Le vendredi 23 octobre, les autorités fédérales et régionales ont pris toute une série de nouvelles mesures afin de limiter la propagation du coronavirus en Belgique. On peut notamment citer la mise en place d'un couvre-feu entre 22 et 5h à Bruxelles et en Wallonie, la fermeture des parcs d'attractions, la fermeture des salles de spectacle et de cinéma à Bruxelles ou encore la forte limitation des présences au sein des universités et hautes écoles. Mais pas de confinement, comme l'espéraient beaucoup d'experts dont Emmanuel André.

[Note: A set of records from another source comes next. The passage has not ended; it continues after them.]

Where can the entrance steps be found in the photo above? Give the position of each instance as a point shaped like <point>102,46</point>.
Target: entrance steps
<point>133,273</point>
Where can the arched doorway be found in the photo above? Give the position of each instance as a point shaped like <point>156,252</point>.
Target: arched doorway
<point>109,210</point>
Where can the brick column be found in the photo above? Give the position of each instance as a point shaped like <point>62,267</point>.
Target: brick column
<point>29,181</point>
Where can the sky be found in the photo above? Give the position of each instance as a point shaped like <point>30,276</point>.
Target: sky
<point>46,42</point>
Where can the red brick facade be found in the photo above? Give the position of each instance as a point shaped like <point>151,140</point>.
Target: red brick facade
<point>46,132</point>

Ce dernier s'est montré inquiet ce lundi sur Twitter, il craint notamment que la règle de privilégier le télétravail ne soit prise à la légère. "Il y a des bouchons de voitures et des bus remplis ce matin à Bruxelles", écrit-il en début de journée, un constat qui semble confirmer ses peurs. Pour l'ancien porte-parole interfédéral de la lutte contre le coronavirus, les nouvelles mesures en vigueur ne sont pas suffisantes. Dans un second tweet, il compare la situation belge avec celle d'autres pays. "Les pays qui ont pu contrôler la circulation du virus sont ceux qui jusqu’à présent ont le moins souffert d’un point de vue économique. Se donner l’ambition de réduire au maximum la circulation du virus, c’est assurer la survie de notre économie. Et sauver des vies". Pour étayer ses propos, il a partagé un graphique du Financial Times.


Finalement, dans un dernier message il a fait part de son indignation. "Pourquoi faut-il attendre que les hôpitaux soient saturés pour poser les gestes solidaires nécessaires ? À quel stade agirons-nous la prochaine fois ? Quelle crédibilité offrirons-nous à ceux qui demanderont de renforcer les digues plutôt que d’attendre qu’elles se brisent ?"


La situation épidémiologique continue de s'aggraver en Belgique. Actuellement en moyenne, nous dénombrons 12.491 nouveaux cas hebdomadaires, soit une augmentation de 44% par rapport à la même période, la semaine précédente.